Construct and Agape’s building met all these requirements with its 360 square feet exceeding the minimum for two people. The sloped ceiling design raises the ceiling height from 9 feet to 12 feet interior and 14 feet exterior.

The ADU is twenty-six by fourteen feet, on a finished floor raised by structural piers to be three feet off the ground. The stepped entrance takes you to a five-foot-wide covered porch on the building’s north elevation. The porch meets the interior through a nearly 24-foot glass wall, activating the space within. In a small space, where every foot and inch matters, the spacious seven-foot-wide double doors open first to the kitchen.

The kitchen is housed within a programmatic core that, like the prototypic cores of Rice Building Workshop’s past, also houses the toilet, sink, shower, electric connects, and plumbing connects. The core also bisects the two separated bedroom spaces in plan, echoing the wet core/light core duality of the 2009 ZeRow House.

Storage location was built along the entirety of the building’s southwestern wall in the form of millwork cabinets and closets, reminiscent of the 2003 Extra-Small House. Within the bedroom spaces, the young adults are given a sense of privacy and ownership through quintessential, residential trimmings --- an individual window, a door, and a desk.

+House’s architectural programming and design has clear precedents in earlier works by Rice Building Workshop. The revolutionary nature of +House is the construction of the programmatic core, a prototype in its design and execution.

Most of the construction work was done by students enrolled in the elective sequence. The core was built off-site in Rice University’s engineering laboratory. Construction on-site at Conley Street contemporaneously progressed: plumbing ground utilities were guided on-site, structural piers were formed and then poured, the building frame took structure through decking first, and then walls and roof followed.

Following this, the core was then delivered via truck to the Conley Street site and inserted into the already raised and framed structure. Construction commenced; utilities were connected within the core to the ground hook-ups on-site: plumbing, electricity, then airconditioning.

Following that, construction followed that of a typical single-family residence. The residence was sealed via siding, windows, doors, and insulation. Work then focused on the interior, installing sheetrock, countertops, tile, fixtures, and appliances. Time savings to the overall construction process were considerable, thanks to the core’s construction being separate and off-site. Overall construction took about 70 days.

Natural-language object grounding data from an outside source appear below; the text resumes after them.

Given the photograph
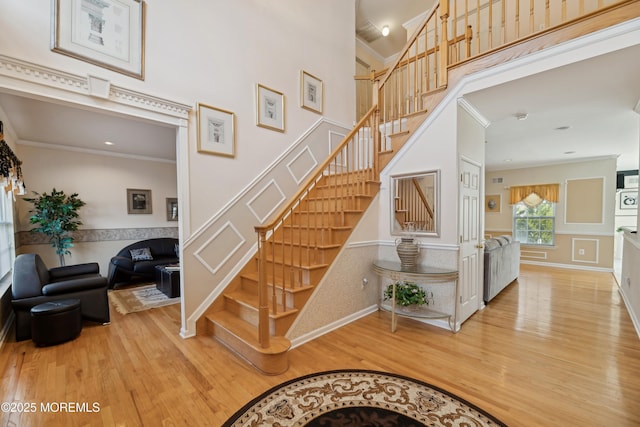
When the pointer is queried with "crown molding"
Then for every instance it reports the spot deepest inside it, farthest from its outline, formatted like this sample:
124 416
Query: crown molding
30 73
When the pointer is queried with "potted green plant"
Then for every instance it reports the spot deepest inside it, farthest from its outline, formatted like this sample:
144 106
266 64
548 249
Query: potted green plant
408 294
56 215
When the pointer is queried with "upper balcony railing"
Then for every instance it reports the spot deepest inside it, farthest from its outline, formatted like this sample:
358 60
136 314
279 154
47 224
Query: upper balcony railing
453 32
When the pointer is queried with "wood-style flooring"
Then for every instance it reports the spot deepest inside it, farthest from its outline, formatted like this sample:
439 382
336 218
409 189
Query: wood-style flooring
556 348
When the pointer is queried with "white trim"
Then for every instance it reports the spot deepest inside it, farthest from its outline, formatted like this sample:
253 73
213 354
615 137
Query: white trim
33 74
296 342
568 266
91 151
250 186
473 112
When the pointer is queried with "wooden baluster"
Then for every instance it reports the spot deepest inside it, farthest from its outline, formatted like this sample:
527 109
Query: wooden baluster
517 32
531 20
444 43
263 298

A beautiful and affordable future for Houston’s historic communities can take many forms. No doubt, apartments in duplexes, fourplexes, garden apartments, midrises, and highrises all have a place in the mix. For neighborhoods of mostly small-scale structures, +House offers a solution capable of breaking the paradigm of insensitive densification, having been designed as an accessory dwelling unit that is by nature ancillary to the preceding, historic structure. In a neighborhood like the Third Ward, which has grown increasingly sensitive to historic preservation and the need to combat its residents’ displacement, +House provides a means and a method to the paradigm shift. The off-site construction of the core has the potential to keep costs low and standards high.

If Rice Building Workshop’s two-decade-long residential core iteration was a response to pre-fabrication, then Rice Construct's ADUs add a focus on density. Both have big impact, both are a response to Houston's neighborhood and affordability requirements, both maintain continuity along with change. +House uses the precedent and knowledge developed by Rice Building Workshop, synthesized into a solution by Construct for Houston’s needs today.

+House opens to the public for a special reception on Friday, August 17 from 4-7 pm at 6312 Conley Street.